願望 ちりん、ちりん、と風鈴が鳴る。まんまるのガラスは水色で、遠くから見ると、空の色とほとんど見分けがつかない。
「ふふ、きれいだねえ」
不規則な音を聞いて、小さな灰色がうっとりと呟いた。このところ、シャドーは暇さえあれば窓辺に張りついて、風鈴が鳴るのを待っている。
今日も食後のコーヒーを淹れ終わってからずっと、窓辺で上ばかり見ていた。
――同じ丸であるのに、そいつの方がそんなにいいのか。
ソファでコーヒーを啜りつつ、ダークは少しばかりむすりとしながらそう思った。思いながら、あまりに嫉妬深い自分自身に呆れかえってもいた。
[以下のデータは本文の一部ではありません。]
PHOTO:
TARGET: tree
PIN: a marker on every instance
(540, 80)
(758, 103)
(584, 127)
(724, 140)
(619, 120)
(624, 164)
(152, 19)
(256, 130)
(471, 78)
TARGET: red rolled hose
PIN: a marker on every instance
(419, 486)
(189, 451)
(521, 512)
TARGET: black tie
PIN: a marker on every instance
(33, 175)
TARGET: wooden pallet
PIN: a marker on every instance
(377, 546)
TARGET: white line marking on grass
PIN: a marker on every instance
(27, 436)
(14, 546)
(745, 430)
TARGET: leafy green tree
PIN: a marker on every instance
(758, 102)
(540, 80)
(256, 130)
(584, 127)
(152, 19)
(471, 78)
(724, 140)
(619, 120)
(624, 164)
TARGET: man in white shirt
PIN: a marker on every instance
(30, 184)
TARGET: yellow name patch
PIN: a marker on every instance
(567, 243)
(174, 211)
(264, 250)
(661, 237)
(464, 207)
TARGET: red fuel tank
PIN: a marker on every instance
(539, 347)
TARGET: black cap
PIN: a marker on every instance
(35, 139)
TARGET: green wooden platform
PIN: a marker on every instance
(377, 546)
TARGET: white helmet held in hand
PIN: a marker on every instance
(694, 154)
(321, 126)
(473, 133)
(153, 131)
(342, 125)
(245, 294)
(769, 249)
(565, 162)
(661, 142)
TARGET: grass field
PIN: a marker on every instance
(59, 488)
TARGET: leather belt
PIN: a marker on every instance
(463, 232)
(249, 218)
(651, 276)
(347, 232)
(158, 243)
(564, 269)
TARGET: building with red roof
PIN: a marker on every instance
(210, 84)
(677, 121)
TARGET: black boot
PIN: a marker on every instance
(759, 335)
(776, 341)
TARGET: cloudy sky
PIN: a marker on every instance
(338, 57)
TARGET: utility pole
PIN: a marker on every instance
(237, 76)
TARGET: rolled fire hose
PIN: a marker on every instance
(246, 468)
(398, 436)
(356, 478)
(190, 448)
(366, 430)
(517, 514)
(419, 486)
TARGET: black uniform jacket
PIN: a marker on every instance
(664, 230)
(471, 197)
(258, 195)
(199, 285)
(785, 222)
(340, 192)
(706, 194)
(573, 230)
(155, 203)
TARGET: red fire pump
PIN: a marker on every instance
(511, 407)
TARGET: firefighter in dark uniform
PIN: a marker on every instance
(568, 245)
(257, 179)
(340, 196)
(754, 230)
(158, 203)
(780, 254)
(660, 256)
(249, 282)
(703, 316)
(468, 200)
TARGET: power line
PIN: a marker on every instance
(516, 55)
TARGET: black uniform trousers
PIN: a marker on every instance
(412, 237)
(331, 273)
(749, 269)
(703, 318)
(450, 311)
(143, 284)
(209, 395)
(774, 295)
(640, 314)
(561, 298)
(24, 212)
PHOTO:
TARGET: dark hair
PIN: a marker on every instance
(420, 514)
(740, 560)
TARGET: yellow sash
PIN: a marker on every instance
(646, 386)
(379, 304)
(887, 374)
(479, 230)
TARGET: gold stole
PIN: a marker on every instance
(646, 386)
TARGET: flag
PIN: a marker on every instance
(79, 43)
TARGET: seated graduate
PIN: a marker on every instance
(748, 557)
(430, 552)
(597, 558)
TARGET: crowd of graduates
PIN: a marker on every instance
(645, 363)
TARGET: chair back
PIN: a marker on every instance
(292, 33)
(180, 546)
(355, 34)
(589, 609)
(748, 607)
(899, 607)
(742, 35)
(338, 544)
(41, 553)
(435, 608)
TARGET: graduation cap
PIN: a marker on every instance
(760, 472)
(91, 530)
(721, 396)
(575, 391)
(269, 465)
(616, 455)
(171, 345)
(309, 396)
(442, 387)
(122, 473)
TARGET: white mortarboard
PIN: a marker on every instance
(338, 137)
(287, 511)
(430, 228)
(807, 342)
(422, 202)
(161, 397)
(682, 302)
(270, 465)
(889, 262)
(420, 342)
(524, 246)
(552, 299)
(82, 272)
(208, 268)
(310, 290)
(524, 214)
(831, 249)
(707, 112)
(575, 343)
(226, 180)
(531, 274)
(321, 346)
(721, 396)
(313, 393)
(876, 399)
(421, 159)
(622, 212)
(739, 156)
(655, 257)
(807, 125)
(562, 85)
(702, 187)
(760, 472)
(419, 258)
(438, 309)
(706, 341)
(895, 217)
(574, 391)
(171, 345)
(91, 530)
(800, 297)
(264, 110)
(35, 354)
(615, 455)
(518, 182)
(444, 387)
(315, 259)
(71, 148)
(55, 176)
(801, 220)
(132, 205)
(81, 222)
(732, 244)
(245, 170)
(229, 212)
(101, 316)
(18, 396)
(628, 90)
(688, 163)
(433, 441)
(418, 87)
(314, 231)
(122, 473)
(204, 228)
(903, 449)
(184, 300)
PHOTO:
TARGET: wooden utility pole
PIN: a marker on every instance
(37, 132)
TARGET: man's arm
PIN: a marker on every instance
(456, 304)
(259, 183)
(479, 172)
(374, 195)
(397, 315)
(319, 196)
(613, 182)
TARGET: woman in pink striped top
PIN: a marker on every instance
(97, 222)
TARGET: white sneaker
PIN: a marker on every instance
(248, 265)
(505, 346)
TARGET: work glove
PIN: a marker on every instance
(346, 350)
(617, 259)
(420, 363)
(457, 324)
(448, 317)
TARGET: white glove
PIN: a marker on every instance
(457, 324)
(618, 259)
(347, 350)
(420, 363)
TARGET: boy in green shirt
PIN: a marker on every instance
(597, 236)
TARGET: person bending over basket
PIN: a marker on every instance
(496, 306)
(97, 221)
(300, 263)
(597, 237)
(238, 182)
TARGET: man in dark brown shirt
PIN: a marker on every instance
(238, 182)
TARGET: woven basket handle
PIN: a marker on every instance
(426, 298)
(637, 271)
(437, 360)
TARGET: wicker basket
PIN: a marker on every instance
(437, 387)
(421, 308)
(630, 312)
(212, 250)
まったくもって無意味な考えだ。シャドーが自分以外を選ぶわけがない。そもそも、自分と風鈴では、シャドーの中の好きの基準があまりに違い過ぎている。
本当に、本当に、詮無い考えだ。
だが、わかっていても、感情は勝手に湧き出て来る。風鈴の音に聞き惚れるシャドーを振り向かせるには、どうしたらいいか。
そう、例えば、今ここで、盛大に割れるとか。
――悪趣味の極みだな。
ダークはコーヒーを一口含んだ。苦みが増している。
割れた後に何が起こるかを、ダークは身をもって知っている。
シャドーは振り向き、自分のことだけを考えるようになるだろう。言葉通り、この世の森羅万象に背を向けて、シャドー自身の命の維持すらも顧みず、一心に割れた自分を組み立ててくれる。
今のダークは、そうして形を取り戻した。黒い体を繋ぎ合わせているのは、シャドーの命そのものだ。目覚めた後、ふた回りも小さくなったシャドーを抱きしめて、もう二度とこんなことはさせまいと強く誓った。
けれども、この想像は、どうしようもなくダークを昂らせるのだ。
自分にもう一度会うことを夢見、絶望と孤独に押しつぶされ、膨大な作業時間に自我すら失いかけ、それでも止めないシャドーの姿。一度であれだけ消耗したのだから、二度目は最後まで持たないだろう。それでも、シャドーは必ずやる。自分達は離れて生きることはできなくなってしまったから。
シャドーは存在の全てを捧げて自分を求める。魂の欠片の一片まで余さずに。そして、シャドーの命を食いつくすことで生まれた自分が後に残る。正真正銘、シャドーとひとつになった自分が。あのちっぽけで、やわこく、暖かで愛しい存在が、永遠に身の内にあるのだ。
これ以上ないほどの高揚に、ダークの全身がぞくぞくと粟だった。強者と剣を交えた時だって、こんな風になることはない。平時においてはまったく波風立たない心の内が、熱くじわじわと侵されていく。
あまりにも下衆な絵空事だというのに、何度も、何度も考えてしまう。シャドーが、自分の体の中心にあることを。
「……ダーク」
呼ばれて、ダークは静かにシャドーの方を向いた。
強い風が吹きこんで、風鈴がうるさくちりりと鳴っている。舌の上にはまだ苦みがあった。
「ねえ、ダーク」
シャドーは少し間をおいて、遠慮がちに尋ねる。
「どこか、遠くに行くの?」
確信がない心細そうな声を聞いて、ダークはすぐに立ち上がった。
遠く、という言い方は、察しのいいシャドーにしては抽象的な言葉だった。いくら聡いといえども、心が読めるわけではない。自分が考え込む姿を見て、選んだ言葉がそれならば、シャドーにはそう見えたということだろう。
シャドーの聡さにはいつも助けられているが、まっとうでない自分の中身を見透かしてしまうのは不憫だとも思う。
「どこにも行かない」
淀みなく答えると、ダークは灰色の頭を撫でた。シャドーはすぐに溶けるように顔を綻ばせる。
他のすべてのことが、最早どうでもよくなった。割れてしまったら、これも見ることができない。そんなことは耐えられない。
「お出かけしないなら、ダークも一緒に風鈴の音を聞こうよ」
「……まあ、いいか」
シャドーとくっついて、窓の下で風を待つ。そうすると、今度はこのまま風が吹かなければ、ずっと二人で待っていられると考えてしまう。
結局、自身はどうしようもなく利己的なのだと思い知る。だが、割れる妄想をするよりもよほど健全なのだから、許されてもいいだろう。